VIDEO: Current guidelines for the use of CT calcium scoring in preventive cardiology
Mike Shapiro, DO, MD, FSCCT, director, Center for Prevention of Cardiovascular Disease, and professor of cardiology and molecular medicine at Wake Forest University, Section of Cardiovascular Medicine, discusses the current guidelines for cardiac computed tomography (CT) calcium scoring. He presented on use of CT for coronary artery calcification (CAC) assessment in a session at the 2022 Society of Cardiovascular Computed Tomography (SCCT) conference.
Calcium scoring has become a standard-of-care for evaluating a patient's risk of future heart attacks. The calcium shows past areas that healed after a soft plaque became inflamed and ruptured. The higher the calcium score, the higher the risk of a future cardiac event. Patients with a score of zero have extremely low risk of developing coronary disease. Cardiologists often will use the CAC score to determine if a patient needs to go on statin therapy.
"CT is exquisitely sensitive to the detection of calcified plaque and hence its diagnostic capabilities to detect subclinical atherosclerosis is superb," Shapiro explained. "CAC testing is extremely safe and is associated with very low radiation exposure. It is a robust and reproducible test. Studies of CAC have provided a wealth of prognostic data and the relationship between CAC burden and CV events is consistent amongst every prospective cohort from around the world."
The test uses a low-radiation dose CT scan that does not require contrast. The CT images shows the calcifications in the coronary vessels and software automates the quantification to generate a report.
Many hospitals offer CT calcium scoring exams to patients for a low cost of between $50-$150, because reimbursement is often an issue with the test. However, the low-cost test can provide additional information for determining if a patient needs to go on statins and to quantify their overall heart attack risk over the next decade. Providing a low-cost screening service like this also helps bring in new patients. If a patient is found to have coronary disease, they often will become a life-long cardiology patient for the health system.

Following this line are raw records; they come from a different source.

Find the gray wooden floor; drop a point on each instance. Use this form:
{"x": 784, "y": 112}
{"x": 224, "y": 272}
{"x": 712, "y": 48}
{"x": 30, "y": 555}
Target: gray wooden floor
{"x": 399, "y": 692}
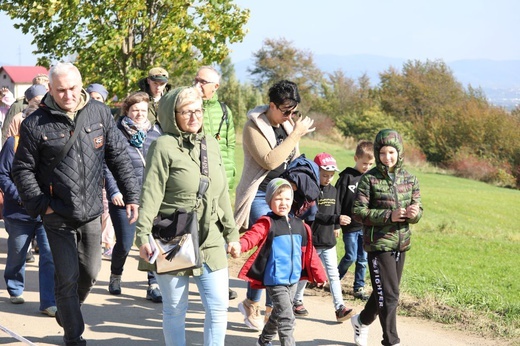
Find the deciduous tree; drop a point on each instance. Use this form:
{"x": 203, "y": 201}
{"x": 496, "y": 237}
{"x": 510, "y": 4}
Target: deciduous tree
{"x": 116, "y": 41}
{"x": 278, "y": 59}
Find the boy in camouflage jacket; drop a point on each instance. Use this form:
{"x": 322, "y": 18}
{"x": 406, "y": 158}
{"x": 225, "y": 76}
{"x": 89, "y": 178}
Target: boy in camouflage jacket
{"x": 388, "y": 200}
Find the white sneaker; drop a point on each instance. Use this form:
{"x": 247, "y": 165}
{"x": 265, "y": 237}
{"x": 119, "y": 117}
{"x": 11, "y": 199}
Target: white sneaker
{"x": 360, "y": 331}
{"x": 252, "y": 316}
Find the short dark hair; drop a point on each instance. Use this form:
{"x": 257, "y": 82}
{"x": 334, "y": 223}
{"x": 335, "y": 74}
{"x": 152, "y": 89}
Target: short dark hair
{"x": 284, "y": 92}
{"x": 132, "y": 99}
{"x": 365, "y": 147}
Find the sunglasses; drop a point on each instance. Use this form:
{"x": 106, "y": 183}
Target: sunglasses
{"x": 289, "y": 112}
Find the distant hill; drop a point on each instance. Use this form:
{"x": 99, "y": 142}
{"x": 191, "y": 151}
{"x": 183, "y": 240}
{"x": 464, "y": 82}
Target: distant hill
{"x": 500, "y": 80}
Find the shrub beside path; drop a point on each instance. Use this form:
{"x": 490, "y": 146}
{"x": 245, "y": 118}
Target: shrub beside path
{"x": 129, "y": 319}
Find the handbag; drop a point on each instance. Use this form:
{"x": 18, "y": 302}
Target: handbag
{"x": 177, "y": 236}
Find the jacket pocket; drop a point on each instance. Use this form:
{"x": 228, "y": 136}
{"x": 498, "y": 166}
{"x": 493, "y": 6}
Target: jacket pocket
{"x": 96, "y": 135}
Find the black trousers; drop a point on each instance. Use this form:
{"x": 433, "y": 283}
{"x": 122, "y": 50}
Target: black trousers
{"x": 386, "y": 269}
{"x": 77, "y": 261}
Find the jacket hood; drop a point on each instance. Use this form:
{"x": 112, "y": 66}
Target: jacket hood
{"x": 388, "y": 137}
{"x": 166, "y": 116}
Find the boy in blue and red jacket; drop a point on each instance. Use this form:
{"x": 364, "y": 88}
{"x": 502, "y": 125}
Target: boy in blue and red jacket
{"x": 285, "y": 255}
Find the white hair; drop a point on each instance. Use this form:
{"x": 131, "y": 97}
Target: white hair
{"x": 63, "y": 68}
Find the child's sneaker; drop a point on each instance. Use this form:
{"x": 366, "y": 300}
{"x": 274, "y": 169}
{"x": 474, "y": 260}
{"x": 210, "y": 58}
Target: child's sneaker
{"x": 251, "y": 312}
{"x": 259, "y": 343}
{"x": 359, "y": 293}
{"x": 107, "y": 253}
{"x": 360, "y": 331}
{"x": 342, "y": 314}
{"x": 114, "y": 287}
{"x": 299, "y": 309}
{"x": 267, "y": 313}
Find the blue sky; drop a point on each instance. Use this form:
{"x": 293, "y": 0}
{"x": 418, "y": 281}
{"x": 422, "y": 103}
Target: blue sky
{"x": 409, "y": 29}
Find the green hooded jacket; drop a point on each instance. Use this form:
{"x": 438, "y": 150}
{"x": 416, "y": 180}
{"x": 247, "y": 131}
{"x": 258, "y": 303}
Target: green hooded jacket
{"x": 212, "y": 118}
{"x": 378, "y": 195}
{"x": 171, "y": 182}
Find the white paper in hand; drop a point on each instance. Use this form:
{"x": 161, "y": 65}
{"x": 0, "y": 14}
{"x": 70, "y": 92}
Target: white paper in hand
{"x": 155, "y": 250}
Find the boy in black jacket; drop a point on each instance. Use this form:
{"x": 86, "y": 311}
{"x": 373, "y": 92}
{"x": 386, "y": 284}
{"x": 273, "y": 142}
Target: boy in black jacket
{"x": 325, "y": 230}
{"x": 353, "y": 231}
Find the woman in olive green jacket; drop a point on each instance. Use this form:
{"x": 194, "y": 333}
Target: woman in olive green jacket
{"x": 171, "y": 182}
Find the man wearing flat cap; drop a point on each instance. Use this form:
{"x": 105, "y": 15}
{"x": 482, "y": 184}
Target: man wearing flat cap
{"x": 155, "y": 85}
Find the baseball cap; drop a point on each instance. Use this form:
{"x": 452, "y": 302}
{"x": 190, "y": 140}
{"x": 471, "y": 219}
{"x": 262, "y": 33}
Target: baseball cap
{"x": 158, "y": 74}
{"x": 326, "y": 162}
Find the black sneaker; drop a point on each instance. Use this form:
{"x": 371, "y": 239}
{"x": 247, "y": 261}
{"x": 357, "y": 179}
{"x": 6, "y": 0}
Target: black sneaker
{"x": 359, "y": 293}
{"x": 299, "y": 309}
{"x": 343, "y": 313}
{"x": 114, "y": 287}
{"x": 232, "y": 294}
{"x": 29, "y": 257}
{"x": 153, "y": 293}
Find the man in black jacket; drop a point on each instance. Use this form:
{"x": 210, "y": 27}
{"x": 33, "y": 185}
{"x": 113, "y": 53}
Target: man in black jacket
{"x": 67, "y": 193}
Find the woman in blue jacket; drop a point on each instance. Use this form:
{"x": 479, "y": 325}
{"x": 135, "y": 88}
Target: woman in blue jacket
{"x": 140, "y": 133}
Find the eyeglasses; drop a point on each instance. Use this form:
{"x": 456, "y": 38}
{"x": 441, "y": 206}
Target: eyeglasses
{"x": 155, "y": 76}
{"x": 202, "y": 81}
{"x": 188, "y": 114}
{"x": 289, "y": 112}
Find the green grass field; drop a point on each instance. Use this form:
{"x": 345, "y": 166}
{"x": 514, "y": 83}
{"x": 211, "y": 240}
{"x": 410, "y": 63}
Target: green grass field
{"x": 461, "y": 267}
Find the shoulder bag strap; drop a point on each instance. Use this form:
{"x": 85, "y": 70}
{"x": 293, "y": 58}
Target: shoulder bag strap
{"x": 224, "y": 118}
{"x": 204, "y": 170}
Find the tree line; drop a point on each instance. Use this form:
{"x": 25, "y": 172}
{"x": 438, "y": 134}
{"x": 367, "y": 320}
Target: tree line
{"x": 115, "y": 43}
{"x": 452, "y": 125}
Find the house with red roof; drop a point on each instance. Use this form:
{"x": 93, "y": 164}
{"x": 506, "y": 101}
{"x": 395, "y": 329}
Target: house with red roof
{"x": 19, "y": 78}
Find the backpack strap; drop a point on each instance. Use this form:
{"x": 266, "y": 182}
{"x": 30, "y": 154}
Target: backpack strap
{"x": 16, "y": 141}
{"x": 224, "y": 118}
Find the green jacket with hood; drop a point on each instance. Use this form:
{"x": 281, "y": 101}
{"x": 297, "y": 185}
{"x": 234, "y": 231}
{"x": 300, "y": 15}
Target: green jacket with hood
{"x": 378, "y": 195}
{"x": 171, "y": 182}
{"x": 212, "y": 118}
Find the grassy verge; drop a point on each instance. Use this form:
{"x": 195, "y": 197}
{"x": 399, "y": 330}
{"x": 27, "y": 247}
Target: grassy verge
{"x": 461, "y": 268}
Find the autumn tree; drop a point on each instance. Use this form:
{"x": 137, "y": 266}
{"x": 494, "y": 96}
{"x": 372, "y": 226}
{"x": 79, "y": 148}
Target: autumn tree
{"x": 240, "y": 97}
{"x": 116, "y": 42}
{"x": 278, "y": 59}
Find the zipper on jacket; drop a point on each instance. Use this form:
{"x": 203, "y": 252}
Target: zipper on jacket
{"x": 292, "y": 246}
{"x": 394, "y": 189}
{"x": 81, "y": 171}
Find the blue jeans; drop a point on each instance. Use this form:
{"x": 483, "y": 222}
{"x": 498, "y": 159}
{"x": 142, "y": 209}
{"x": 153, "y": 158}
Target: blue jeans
{"x": 213, "y": 289}
{"x": 21, "y": 233}
{"x": 259, "y": 208}
{"x": 330, "y": 263}
{"x": 75, "y": 249}
{"x": 354, "y": 253}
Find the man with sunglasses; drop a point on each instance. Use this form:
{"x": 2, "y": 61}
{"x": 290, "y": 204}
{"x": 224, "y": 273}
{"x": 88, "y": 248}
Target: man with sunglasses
{"x": 155, "y": 85}
{"x": 218, "y": 122}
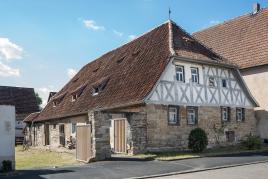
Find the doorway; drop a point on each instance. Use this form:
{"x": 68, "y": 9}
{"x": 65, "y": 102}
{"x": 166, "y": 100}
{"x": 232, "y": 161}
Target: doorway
{"x": 83, "y": 142}
{"x": 46, "y": 130}
{"x": 62, "y": 134}
{"x": 119, "y": 130}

"Reimbursement or coronary calcium scoring as a general rule is quite poor, most of the payers are not covering it," Shapiro said. "That is really just a function of the fact that the guidelines do not have it as a Class 1 recommendation, meaning 'you must do this test.'"
To get there, he said more clinic al trial data is needed to show its accuracy in long-term coronary event risk prediction. Shapiro said there are three large trials ongoing, ROBINSCA, CORCAL and the Danish Cardiovascular Screening Trial (DANCAVAS) that are working toward providing that data.